Jeep Cherokee Delay Prompts Layoffs in Ohio
The new Jeep Cherokee has been plagued by delays but when the Chrysler Group hired a second shift to build the Cherokee at the Toledo Assembly Plant on August 19th, it seemed that things were finally getting underway as expected. Production officially began in late June and the added shift in August was expected to increase the production capability for these new SUVs up to around 800 a day. However, with the workers having built the first 9,430 Cherokees since the end of June, Chrysler has decided to temporarily lay off those second shift workers.
The problem seems to lie in the fact that none of these early Jeep Cherokee SUVs have been shipped to dealerships around the country and with no vehicles going out – there is really no reason to keep building new models. The million dollar question is why aren’t these vehicles being delivered to dealerships? When the company first began production of the Cherokee back in June, it was expected that these new models would reach dealerships in full force by mid-August. Well, he it is getting to be late September and there have still been no new Cherokees sent to dealerships around the US. Chrysler has since amended their expected launch time to “by the end of the third quarter”…which means that these vehicles would begin streaming to dealerships around the country by next Monday.
There has been massive speculation that all of the Jeep Cherokee delays have come due to calibration issues with the new 9-speedn automatic transmission. There was some sort of software issue that needed to be addressed before sending any vehicles onto the consumer market and this software issue is allegedly responsible for the delays. Considering that the 2014 Cherokee features a brand new engine and a brand new transmission with the new 3.2L Pentastar V6 mated to the industry’s first 9-speed automatic transmission, there are likely to be some bugs to work out before the company begins selling vehicles but the repeated delays aren’t resonating too well with the consumer market or the media. On one hand, it looks a bit bad that Chrysler is running into these problems but in the long run, it is much better for the company to delay the launch and fix these problems before those problems affect new owners.
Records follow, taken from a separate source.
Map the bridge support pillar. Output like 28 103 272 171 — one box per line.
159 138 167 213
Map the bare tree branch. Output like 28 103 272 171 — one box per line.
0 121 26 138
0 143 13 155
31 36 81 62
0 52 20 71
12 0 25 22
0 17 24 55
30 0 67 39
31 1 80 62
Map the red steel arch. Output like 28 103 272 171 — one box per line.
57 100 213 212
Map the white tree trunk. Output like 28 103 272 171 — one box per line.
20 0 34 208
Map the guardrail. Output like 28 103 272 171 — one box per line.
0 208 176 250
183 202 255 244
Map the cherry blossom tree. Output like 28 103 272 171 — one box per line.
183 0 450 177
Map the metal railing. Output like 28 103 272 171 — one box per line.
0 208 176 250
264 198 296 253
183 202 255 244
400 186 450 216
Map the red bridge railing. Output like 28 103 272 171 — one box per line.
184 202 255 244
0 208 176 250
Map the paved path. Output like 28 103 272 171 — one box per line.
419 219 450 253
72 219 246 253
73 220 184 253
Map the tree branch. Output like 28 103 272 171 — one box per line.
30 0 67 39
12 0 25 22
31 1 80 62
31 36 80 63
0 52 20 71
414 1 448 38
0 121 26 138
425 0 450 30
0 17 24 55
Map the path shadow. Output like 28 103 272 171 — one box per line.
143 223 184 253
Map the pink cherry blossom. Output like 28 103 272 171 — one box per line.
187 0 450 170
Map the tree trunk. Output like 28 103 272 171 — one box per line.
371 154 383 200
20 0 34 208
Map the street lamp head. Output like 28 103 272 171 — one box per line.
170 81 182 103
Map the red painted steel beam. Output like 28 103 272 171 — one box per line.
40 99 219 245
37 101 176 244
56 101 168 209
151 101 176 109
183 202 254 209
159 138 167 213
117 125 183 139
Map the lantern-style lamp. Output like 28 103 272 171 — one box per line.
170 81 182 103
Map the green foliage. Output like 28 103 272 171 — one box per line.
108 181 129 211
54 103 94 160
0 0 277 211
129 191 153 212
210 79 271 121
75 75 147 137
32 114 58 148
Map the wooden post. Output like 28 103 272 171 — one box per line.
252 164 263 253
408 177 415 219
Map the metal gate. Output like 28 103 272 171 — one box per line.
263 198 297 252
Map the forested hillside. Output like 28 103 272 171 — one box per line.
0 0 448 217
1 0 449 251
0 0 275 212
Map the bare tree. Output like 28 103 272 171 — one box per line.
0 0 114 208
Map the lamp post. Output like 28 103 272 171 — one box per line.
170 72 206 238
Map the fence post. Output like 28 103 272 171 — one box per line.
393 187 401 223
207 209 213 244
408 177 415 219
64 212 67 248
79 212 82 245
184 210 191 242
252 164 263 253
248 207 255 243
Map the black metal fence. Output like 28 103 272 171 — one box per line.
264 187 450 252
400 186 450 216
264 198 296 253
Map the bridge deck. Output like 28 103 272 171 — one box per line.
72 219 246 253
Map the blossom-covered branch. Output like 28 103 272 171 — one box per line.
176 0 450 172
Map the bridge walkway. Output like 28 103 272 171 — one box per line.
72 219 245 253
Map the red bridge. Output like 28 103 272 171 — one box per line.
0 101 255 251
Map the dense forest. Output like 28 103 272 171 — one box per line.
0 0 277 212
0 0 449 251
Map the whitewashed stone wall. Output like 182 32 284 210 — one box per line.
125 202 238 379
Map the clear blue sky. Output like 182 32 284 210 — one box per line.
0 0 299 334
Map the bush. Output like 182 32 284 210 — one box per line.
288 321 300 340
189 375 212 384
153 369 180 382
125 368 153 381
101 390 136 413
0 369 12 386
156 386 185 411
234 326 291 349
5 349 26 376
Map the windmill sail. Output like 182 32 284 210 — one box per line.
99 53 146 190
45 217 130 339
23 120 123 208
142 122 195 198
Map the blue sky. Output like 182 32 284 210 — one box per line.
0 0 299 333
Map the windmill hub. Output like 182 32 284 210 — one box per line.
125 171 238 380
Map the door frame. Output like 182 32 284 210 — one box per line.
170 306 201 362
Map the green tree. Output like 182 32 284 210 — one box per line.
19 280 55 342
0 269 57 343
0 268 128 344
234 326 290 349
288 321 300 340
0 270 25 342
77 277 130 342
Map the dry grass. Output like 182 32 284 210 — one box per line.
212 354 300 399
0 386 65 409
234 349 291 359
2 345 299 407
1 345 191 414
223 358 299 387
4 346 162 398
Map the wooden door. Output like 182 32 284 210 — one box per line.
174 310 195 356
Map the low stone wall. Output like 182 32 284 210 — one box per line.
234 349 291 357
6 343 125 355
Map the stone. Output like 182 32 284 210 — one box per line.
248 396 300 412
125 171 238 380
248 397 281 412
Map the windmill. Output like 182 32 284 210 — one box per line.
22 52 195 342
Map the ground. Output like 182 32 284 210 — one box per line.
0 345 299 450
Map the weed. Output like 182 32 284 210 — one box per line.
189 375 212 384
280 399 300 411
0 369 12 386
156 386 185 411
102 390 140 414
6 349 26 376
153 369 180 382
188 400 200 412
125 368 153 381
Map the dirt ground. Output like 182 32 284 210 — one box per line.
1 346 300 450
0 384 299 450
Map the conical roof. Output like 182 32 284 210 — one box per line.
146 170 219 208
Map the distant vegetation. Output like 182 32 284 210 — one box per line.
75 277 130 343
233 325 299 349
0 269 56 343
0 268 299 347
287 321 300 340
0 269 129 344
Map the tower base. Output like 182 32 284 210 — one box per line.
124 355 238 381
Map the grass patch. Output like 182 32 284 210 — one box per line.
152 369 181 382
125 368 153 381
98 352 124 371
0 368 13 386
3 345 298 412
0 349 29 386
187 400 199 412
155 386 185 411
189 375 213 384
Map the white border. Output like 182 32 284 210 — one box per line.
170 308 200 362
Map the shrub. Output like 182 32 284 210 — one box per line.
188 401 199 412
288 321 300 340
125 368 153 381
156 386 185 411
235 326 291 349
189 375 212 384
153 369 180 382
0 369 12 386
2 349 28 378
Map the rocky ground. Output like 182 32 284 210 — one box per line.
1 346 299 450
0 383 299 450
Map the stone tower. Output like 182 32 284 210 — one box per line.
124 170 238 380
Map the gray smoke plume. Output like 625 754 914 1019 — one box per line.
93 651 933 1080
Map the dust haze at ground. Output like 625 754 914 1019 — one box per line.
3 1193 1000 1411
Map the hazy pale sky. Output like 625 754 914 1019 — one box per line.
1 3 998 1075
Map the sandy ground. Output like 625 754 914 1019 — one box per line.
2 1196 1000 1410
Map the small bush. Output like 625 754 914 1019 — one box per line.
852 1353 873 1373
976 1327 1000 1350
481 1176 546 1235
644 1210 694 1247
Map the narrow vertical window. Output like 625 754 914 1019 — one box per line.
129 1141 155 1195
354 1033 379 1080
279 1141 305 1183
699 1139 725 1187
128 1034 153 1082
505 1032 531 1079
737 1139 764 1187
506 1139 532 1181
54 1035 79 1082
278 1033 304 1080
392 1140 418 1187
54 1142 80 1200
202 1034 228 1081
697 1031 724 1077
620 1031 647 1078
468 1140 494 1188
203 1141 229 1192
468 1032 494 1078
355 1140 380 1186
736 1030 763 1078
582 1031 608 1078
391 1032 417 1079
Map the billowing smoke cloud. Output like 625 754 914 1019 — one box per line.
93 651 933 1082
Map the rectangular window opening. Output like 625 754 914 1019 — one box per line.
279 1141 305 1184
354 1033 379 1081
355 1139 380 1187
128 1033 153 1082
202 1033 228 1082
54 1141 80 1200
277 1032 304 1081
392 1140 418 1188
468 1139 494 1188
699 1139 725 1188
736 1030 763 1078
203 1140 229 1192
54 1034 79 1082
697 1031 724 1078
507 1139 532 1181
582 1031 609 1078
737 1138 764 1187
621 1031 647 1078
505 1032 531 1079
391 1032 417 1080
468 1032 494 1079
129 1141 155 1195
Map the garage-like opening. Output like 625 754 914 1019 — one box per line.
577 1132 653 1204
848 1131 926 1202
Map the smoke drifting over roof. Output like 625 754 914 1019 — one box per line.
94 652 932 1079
Chrysler has also stated that the company is doing “extended quality validation testing” – presumably to address any issues that could create an unpleasant ownership experience for the buyers. Again, while delays create bad publicity, they are less of a long term problem than rushing vehicles to the consumer market only to have problems crop up in the hands of private owners. People forget about production delays much more quickly than they forget about mass recalls or mechanical issues that plague a new model.